Yann Leboulanger asterix at lagaule.org
Mon Jan 21 14:19:37 CST 2008

Dave Cridland wrote:
> On Mon Jan 21 18:52:54 2008, Yann Leboulanger wrote:
>> In gajim we send whitespace ping if we haven't received or sent 
>> anything in the past 55 seconds (cause some nat server close 
>> connection if nothing happen in a minute)
>> But whitespace ping are not enough, so replacing it with xmpp-ping 
>> with the same time would be nice.
> Mhh. Okay. Whitespace pings aren't enough to tell if the connection is 
> actively able to send and receive packets. XEP-0199 tells you not only 
> that, but it also tells you whether the thing you're pinging is willing 
> and able to respond.
> Both have a use, although for c2s links, XEP-0198 is rather more powerful.
> Don't confuse those use-cases, because whether or not you use XEP-0199 
> to test c2s connectivity, whitespace pings are still lighter, and 
> perfect for keeping recalcitrant NATs in line.
> XEP-0199 is particularly useful when you're expecting a response, but 
> don't seem to be getting anything.
>> about the time for answer, are some network connection or server so 
>> slow that it can reply only 20 seconds later? I have no feedback on 
>> that, but isn't 5 or 10 seconds enough?
> HF radio links would need much more, whereas a DSL link would need less.
> A good rule of thumb might be 10 times the normal RTT. (Which you can 
> detirmine by the usual response to XEP-0199 pings).
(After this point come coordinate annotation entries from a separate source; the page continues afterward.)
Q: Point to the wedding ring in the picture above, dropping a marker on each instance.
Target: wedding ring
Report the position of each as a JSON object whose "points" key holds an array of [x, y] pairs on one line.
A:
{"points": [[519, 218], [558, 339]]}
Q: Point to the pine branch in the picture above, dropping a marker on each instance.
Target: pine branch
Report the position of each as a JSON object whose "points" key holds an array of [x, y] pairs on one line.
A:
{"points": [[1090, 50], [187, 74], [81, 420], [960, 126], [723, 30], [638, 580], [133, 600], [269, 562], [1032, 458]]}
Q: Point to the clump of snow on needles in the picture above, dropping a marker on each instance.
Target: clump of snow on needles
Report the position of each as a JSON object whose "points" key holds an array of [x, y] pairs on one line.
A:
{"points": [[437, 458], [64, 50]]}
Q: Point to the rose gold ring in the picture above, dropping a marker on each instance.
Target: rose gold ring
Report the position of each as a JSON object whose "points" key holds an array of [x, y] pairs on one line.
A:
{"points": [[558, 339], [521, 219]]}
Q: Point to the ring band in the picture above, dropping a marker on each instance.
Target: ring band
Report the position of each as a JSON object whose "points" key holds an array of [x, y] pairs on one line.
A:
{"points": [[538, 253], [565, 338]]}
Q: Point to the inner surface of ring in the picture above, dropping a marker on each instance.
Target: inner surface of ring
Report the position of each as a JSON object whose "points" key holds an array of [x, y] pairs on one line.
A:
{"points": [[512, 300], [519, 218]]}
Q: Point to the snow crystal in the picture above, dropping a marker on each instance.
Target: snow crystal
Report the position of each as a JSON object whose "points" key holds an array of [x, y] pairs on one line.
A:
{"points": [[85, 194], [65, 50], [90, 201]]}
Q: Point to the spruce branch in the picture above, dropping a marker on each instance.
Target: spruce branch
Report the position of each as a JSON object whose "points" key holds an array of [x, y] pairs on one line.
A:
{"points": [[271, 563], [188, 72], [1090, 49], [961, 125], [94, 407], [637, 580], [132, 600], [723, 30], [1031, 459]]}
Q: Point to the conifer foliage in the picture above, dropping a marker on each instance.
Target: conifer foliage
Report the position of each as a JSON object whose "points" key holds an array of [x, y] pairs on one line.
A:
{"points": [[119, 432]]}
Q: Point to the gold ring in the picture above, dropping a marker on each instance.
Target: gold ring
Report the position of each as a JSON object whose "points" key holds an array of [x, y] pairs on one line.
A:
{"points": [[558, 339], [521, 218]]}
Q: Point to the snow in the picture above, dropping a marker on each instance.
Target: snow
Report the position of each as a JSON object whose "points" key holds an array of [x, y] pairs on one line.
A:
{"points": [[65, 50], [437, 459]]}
> IMHO, a nice UI would simply note that the latency seemed tremendously 
> high, and offer to reconnect, rather than kill the session - as Michal 
> pointed out, the user often knows what the situation is.
> Dave.

Ha yes I didn't know XEP 198 has a ping section. But we don't get an 
answer, at least with my ejabberd. And in this case an answer is 
usefulle to know if server is still alive. So I think XEP 199 is better.